DEM Parti İzmir Milletvekili İbrahim Akın, şu ifadeleri kullandı:
“Metin Lokumcu’nun yakınlarına duruşma hakiminin sorusu bile gerçekten ne kadar hazin durumda olduğumuzu gösteriyor. Soru şu; diyeceğin bir şey var mı? 13 yıla varan bir süre içerisinde sözler bitmiş, 13 yıldır adalet yerini bulmamış ve yargılama tamamlanamamış ve Metin Lokumcu’nun açıkça katledilmesi karşısında sorumlu olanlar da hesap verememiş durumda. Metin Lokumcu’nun duruşması Türkiye’deki hukuk sistemi açısından somut bir örnektir. Eğer birlikte olamazsak, yan yana gelip güçlü mücadele veremezsek bu tür olaylarla çok daha sık karşı karşıya kalacağız. Metin Lokumcu’yu sonuna kadar savunacağız. Bu konuda suçlu olanlar, başta Cumhurbaşkanı olmak üzere bunun hesabını mutlaka verecekler. Bu dava nasıl sonuçlanırsa sonuçlansın, Lokumcu davası bizim için devam edecek.”
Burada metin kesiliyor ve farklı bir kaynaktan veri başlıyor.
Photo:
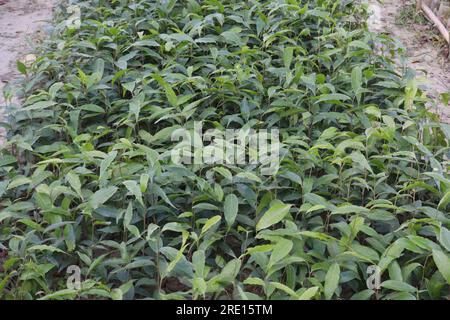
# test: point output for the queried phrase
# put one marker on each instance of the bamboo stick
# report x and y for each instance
(442, 29)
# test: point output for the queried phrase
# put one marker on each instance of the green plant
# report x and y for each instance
(87, 179)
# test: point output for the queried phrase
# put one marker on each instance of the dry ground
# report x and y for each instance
(425, 53)
(22, 23)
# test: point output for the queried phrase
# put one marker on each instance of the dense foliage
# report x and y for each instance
(87, 178)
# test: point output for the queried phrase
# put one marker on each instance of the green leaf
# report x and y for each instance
(398, 286)
(309, 293)
(444, 201)
(275, 214)
(210, 223)
(170, 94)
(332, 97)
(75, 183)
(444, 238)
(331, 280)
(231, 207)
(280, 250)
(135, 190)
(442, 262)
(101, 196)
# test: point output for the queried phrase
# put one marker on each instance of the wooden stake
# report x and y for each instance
(442, 29)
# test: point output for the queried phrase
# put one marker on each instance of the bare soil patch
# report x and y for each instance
(22, 25)
(425, 52)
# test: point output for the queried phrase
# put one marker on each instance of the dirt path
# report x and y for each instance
(22, 24)
(423, 55)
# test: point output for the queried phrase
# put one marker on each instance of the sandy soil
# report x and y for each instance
(425, 56)
(22, 24)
Metin Lokumcu’nun oğlu Ulaş Lokumcu da “Biz 13 yıldır mücadeleyi veririz ama arkamızdaki bu kadar güçlü bir halk ve Metin Hoca’nın sevenleri, dostları, arkadaşları olmasaydı biz buraya kadar gelemeyeceğimizi biliyoruz. Çünkü son birkaç aydır yaşanan hukuksuzluklar adalete inancımı iyice zayıflattı. Biz yine de 11 Haziran da kalabalık bir şekilde davaya gelerek umudumuzu yeşertmek istiyoruz. Bizi bu zamana kadar yalnız bırakmayan herkese çok teşekkür ediyorum. Bir daha ülkede böyle şeyler yaşanmasın diyoruz ama bu faşizan sistem devam ettiği sürece bu acıları yaşayacağız. 11 Haziran’da bütün dostları buraya bekliyoruz.” dedi.